- Location in Hancock County
- Coordinates: 39°44′41″N 85°40′41″W﻿ / ﻿39.74472°N 85.67806°W
- Country: United States
- State: Indiana
- County: Hancock

Government
- • Type: Indiana township

Area
- • Total: 29.83 sq mi (77.3 km^{2})
- • Land: 29.75 sq mi (77.1 km^{2})
- • Water: 0.08 sq mi (0.21 km^{2}) 0.27%
- Elevation: 909 ft (277 m)

Population (2020)
- • Total: 1,441
- • Density: 47.6/sq mi (18.4/km^{2})
- GNIS feature ID: 0453117

= Blue River Township, Hancock County, Indiana =

Blue River Township is one of nine townships in Hancock County, Indiana, United States. As of the 2010 census, its population was 1,417 and it contained 542 housing units.

==History==
Blue River was organized in 1828. It was named from the Blue River, once an important waterway for mills.

County Line Bridge was listed on the National Register of Historic Places in 1994.

==Geography==
According to the 2010 census, the township has a total area of 29.83 sqmi, of which 29.75 sqmi (or 99.73%) is land and 0.08 sqmi (or 0.27%) is water. The streams of Dilly Creek and Nameless Creek run through this township.

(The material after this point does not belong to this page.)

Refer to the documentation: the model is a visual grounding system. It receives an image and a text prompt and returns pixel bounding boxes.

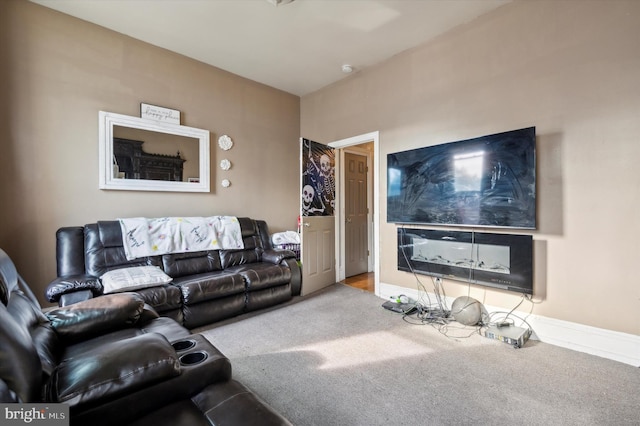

===Unincorporated towns===
- Westland
(This list is based on USGS data and may include former settlements.)

===Adjacent townships===
- Jackson Township (north)
- Ripley Township, Rush County (east)
- Hanover Township, Shelby County (south)
- Brandywine Township (west)
- Center Township (northwest)

===Cemeteries===
The township contains three cemeteries: Gilboa, Haskett, and Westland Friends Church.